Why is this disclosure important? Well, for starters, one of State Parkway’s multiemployer pension plans, the one for union doorstaff, the S.E.I.U. National Industry Pension Fund (NIPF) (Plan 001 for Doorstaff, Employer Identification Number: 52-6148540), according to its Form 5500 filing with the United States Department of Labor, dated October 14, 2016, is currently in critical status because a funding deficiency was projected in the Funding Standard Account within three years. (Funded percentage for the 2015, 2014 and 2013 Plan Years were 73.2%, 76.9% and 80.8%, respectively.) The rehabilitation plan calls for a supplemental surcharge at $.406 to $.469 per hour (over and above the base $.65/hour). This means the association is paying approximately an additional $4K each year to make up for past funding/investment income shortfalls.
But employers like State Parkway have options. One option is to remain in NIPF – and pay base contribution ($.65) plus Supplemental Contribution ($.409 to $.469) for a total of $1.06 to $1.12/hour. Or withdraw from NIPF, pay withdrawal liability that is due, and go into the 401(k) savings plan (hourly contribution $.65).
Below is a table showing the number of employers that withdrew from the plan during the preceding plan year, and their aggregate and average withdrawal liabilities as reported on NIPF’s Schedule R (Form 5500):
Year Number of Employers Aggregate Liability Average Liability
2015 9 $6,412,421 $712,491.22
2014 105 $13,784,673 $131,282.60
2013 11 $7,613,966 $692,178.73
2012 20 $8,327,538 $416,376.90
2011 13 $15,188,367 $1,168,335.92
2010 3 $3,386,005 $1,128,668.33
2009 8 $1,830,115 $228,764.38
The ParkShore Condominium Association, a condominium high rise in Chicago’s lakefront, which was built in 1991 and has a doorstaff budget similar to State Parkway’s, elected on December 1, 2013, to withdraw from the NIPF as it pertains to doorstaff and eventually recorded a total withdrawal liability of $187,509. State Parkway was built more than several decades earlier than ParkShore, and its lead doorman celebrated his 35th anniversary at State Parkway last May.

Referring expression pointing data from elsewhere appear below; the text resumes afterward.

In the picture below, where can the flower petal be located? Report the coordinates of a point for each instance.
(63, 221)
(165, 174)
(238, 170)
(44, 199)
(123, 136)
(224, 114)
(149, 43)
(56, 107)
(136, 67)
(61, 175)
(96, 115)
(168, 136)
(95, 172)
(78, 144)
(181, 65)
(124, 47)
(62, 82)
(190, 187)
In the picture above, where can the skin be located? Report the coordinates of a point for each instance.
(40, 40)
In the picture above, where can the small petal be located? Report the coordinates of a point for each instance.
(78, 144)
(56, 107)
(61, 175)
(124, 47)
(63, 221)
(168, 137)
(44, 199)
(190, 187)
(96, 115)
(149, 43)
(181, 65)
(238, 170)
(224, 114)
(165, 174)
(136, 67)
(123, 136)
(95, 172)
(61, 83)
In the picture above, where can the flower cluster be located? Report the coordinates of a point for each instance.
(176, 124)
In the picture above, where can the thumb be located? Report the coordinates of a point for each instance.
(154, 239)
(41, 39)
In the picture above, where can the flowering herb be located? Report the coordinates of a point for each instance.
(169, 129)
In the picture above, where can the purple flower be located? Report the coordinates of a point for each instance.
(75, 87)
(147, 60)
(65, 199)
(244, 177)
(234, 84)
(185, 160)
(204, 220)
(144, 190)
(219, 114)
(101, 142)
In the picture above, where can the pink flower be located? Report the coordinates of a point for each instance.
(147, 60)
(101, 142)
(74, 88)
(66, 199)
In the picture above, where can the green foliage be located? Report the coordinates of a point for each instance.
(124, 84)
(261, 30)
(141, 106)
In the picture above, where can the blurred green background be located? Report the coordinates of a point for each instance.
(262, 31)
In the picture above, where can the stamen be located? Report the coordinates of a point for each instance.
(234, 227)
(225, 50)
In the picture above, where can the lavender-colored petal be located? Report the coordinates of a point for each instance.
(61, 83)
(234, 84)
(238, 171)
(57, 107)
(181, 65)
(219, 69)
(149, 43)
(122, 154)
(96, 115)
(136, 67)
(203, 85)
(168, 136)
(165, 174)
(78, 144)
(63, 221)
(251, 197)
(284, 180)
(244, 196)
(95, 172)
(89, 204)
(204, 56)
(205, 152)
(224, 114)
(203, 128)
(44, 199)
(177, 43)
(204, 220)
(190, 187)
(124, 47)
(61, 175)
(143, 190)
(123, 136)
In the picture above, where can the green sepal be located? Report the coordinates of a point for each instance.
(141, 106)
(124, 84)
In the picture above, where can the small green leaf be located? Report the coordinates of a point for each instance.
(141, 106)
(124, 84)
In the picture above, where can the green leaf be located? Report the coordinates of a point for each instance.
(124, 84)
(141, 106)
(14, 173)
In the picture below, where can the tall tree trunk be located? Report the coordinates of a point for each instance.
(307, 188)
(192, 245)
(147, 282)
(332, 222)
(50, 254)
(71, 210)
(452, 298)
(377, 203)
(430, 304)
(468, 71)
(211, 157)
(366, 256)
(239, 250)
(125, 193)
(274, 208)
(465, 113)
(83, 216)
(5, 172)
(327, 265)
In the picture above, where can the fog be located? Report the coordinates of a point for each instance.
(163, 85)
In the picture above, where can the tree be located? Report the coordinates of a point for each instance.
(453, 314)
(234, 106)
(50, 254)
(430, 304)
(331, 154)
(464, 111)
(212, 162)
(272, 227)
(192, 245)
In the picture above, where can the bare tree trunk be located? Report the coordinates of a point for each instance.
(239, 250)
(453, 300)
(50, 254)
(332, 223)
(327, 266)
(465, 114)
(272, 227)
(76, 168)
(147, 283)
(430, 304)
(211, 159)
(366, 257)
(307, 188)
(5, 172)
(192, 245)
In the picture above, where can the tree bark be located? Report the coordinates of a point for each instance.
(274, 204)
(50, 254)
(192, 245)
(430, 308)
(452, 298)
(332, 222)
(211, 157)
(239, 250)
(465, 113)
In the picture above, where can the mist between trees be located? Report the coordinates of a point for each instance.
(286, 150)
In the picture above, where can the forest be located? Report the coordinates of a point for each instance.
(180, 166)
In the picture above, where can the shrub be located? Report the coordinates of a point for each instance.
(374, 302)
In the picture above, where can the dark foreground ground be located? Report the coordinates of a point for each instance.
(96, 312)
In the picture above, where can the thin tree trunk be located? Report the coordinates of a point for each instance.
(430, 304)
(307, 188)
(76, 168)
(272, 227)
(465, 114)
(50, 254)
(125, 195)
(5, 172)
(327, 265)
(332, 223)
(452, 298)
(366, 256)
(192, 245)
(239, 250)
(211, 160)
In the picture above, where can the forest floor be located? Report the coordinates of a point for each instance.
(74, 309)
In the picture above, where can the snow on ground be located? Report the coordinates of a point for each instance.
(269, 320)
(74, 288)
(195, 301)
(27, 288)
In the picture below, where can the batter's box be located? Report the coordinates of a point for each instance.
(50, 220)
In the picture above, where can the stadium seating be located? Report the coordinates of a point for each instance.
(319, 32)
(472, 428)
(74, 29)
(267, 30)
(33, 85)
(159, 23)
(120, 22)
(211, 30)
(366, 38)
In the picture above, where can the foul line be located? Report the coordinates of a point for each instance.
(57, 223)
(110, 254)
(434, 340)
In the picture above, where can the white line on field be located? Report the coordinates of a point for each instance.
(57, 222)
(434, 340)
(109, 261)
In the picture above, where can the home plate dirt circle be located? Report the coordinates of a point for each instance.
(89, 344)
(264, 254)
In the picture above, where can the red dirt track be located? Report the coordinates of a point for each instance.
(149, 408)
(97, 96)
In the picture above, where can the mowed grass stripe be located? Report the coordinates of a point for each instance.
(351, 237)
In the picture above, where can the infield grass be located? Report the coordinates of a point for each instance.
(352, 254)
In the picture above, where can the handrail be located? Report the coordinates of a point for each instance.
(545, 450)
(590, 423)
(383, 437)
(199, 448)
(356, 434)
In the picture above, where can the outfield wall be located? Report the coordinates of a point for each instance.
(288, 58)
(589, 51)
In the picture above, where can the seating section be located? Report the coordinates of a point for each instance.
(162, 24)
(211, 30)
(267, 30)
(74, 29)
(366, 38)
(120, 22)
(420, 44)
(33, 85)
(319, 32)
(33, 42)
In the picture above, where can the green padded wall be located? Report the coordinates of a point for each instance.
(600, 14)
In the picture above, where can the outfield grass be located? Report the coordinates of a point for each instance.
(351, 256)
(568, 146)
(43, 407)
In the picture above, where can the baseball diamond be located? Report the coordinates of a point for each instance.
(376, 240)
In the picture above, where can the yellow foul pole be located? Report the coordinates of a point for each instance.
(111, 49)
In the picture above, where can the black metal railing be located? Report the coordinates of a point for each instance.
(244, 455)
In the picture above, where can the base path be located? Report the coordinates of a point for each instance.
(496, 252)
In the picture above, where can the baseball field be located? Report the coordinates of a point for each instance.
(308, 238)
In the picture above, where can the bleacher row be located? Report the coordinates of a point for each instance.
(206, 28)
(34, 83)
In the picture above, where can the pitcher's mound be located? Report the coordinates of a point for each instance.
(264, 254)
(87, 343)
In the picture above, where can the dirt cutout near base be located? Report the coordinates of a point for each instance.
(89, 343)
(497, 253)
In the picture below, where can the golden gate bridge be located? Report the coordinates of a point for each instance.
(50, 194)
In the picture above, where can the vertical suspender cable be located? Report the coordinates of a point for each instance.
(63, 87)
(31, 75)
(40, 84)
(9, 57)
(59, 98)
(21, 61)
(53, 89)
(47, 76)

State Parkway’s board, at the November 7, 2016, board of directors’ meeting, made the decision not to withdraw from NIPF and switch to a 401(k) savings plan. However, this appears to have been done without the board obtaining an estimate of State Parkway’s withdrawal liability. If the withdrawal liability is less than $100K, the association is squandering a $50K deductible, not to mention exposing the association to significantly higher underfunding risks. It only costs the association $750 to obtain a withdrawal liability estimate.
I will continue to follow the Association’s withdrawal liability for doorstaff pensions with interest. Other State Parkway unit owners and prospective buyers should do the same.